Parsing stops early when has_errors() returns true (checked in loops). Several methods include error recovery, e.g. skip_to_block_end().

Debug Tracing

This requires both the -d parse command line option and a Debug build of bpftrace. When active, the PARSE_TRACE macro logs which grammar rules are entered and what token is being examined, producing output like:

[parse] 1:1 parse_program
[parse] 1:1 parse_probe
[parse] 1:1 parse_attach_point
[parse] 1:9 parse_block
[parse] 1:11 parse_expression
[parse] 1:11 parse_primary, next='$'

Note: The debug flag is always disabled when parsing standard library .bt files in resolve_imports.cpp.

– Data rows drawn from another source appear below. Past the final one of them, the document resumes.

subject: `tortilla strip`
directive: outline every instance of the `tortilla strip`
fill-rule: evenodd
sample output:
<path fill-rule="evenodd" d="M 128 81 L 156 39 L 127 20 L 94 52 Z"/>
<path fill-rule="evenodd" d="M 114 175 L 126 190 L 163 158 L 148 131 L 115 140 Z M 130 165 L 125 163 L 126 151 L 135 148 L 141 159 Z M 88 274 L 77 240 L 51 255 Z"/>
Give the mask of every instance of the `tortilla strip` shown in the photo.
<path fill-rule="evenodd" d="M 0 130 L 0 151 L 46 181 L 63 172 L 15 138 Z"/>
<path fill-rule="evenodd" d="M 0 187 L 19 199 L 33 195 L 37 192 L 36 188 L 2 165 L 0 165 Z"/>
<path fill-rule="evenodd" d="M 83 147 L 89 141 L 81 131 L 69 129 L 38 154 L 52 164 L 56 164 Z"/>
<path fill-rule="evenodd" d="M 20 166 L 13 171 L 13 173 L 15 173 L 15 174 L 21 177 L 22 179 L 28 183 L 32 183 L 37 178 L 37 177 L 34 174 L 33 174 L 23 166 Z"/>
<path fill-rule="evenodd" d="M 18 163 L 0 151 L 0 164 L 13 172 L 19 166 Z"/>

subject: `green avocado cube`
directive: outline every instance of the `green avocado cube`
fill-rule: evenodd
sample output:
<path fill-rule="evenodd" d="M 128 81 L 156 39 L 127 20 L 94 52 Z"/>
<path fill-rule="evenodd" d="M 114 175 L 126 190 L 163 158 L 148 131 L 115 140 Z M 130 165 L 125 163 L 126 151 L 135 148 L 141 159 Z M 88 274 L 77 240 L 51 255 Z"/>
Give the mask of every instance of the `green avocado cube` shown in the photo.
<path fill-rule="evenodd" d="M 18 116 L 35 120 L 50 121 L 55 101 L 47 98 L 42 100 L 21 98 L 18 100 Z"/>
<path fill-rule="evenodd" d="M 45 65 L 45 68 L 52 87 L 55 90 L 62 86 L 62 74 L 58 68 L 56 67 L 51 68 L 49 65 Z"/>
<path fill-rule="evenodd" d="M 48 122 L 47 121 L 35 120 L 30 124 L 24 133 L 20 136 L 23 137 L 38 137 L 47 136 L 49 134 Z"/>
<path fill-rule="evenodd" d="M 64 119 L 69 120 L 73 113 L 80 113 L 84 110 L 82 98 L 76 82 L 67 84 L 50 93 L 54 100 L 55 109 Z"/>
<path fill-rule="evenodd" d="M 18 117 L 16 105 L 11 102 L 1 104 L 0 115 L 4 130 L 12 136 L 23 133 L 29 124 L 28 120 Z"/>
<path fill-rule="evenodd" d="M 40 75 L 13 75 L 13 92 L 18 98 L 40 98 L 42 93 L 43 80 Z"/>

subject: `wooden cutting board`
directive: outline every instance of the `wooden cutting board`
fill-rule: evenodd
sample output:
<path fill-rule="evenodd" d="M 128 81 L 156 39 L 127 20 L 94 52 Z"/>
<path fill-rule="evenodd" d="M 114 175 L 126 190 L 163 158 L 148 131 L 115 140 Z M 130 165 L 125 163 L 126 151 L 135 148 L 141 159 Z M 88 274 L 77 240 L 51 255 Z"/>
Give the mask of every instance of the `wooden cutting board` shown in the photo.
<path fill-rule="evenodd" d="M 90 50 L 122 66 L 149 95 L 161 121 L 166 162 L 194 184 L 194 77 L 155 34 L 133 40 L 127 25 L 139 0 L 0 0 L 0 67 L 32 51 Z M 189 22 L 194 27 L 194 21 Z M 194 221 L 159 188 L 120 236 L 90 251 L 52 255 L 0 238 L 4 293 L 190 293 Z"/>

Adding a New Syntactic Construct

  1. Define AST node(s) in src/ast/ast.h.
  2. Add a parse_* method to Parser (declare in the header, define in the .cpp).
  3. Wire it into the appropriate dispatch point:
    • Program-level: add a keyword check in parse_program's main loop.
    • Statement-level: add to parse_block's keyword dispatch or parse_statement.
    • Expression-level: add to parse_primary or as a new precedence level in parse_binary.
  4. Handle ambiguity: if your construct's syntax overlaps with existing constructs, use SavePoint for backtracking or add a looks_like_* lookahead helper.
  5. Add tests: parser tests live in tests/parser.cpp.